Just as the chemistry of alkenes is dominated by addition reactions, the preparation of alkenes is dominated by elimination reactions. Additions and eliminations are, in many respects, two sides of the same coin. That is, an addition reaction might involve the addition of HBr or H2O to an alkene to form an alkyl halide or alcohol, whereas an elimination reaction might involve the loss of HBr or H2O from an alkyl halide or alcohol to form an alkene.

In a reversible addition-elimination reaction, alkene reacts with X single bonded to Y to form a compound, in which C1 and C2 are bonded to X and Y, respectively.

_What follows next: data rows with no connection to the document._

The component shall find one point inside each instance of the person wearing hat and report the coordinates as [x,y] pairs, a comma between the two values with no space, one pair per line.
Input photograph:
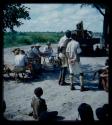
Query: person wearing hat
[36,50]
[64,40]
[40,107]
[16,51]
[103,76]
[48,51]
[36,65]
[20,62]
[72,51]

The two most common elimination reactions are dehydrohalogenation—the loss of HX from an alkyl halide—and dehydration—the loss of water from an alcohol. Dehydrohalogenation usually occurs by reaction of an alkyl halide with strong base such as potassium hydroxide. For example, bromocyclohexane yields cyclohexene when treated with KOH in ethanol solution.

In a reaction, bromocyclohexane reacts with potassium hydroxide in the presence of ethanol to form cyclohexene (81 percent yield), potassium bromide, and water.

Dehydration is often carried out in the laboratory by treatment of an alcohol with a strong acid. For example, when 1-methylcyclohexanol is warmed with aqueous sulfuric acid in tetrahydrofuran (THF) solvent, loss of water occurs and 1-methylcyclohexene is formed.

In a reaction, 1-methylcyclohexanol reacts with sulfuric acid in the presence of water, tetrahydrofuran (a common solvent) at 50 degrees Celsius to form 1-methylcyclohexene (91 percent yield) and water.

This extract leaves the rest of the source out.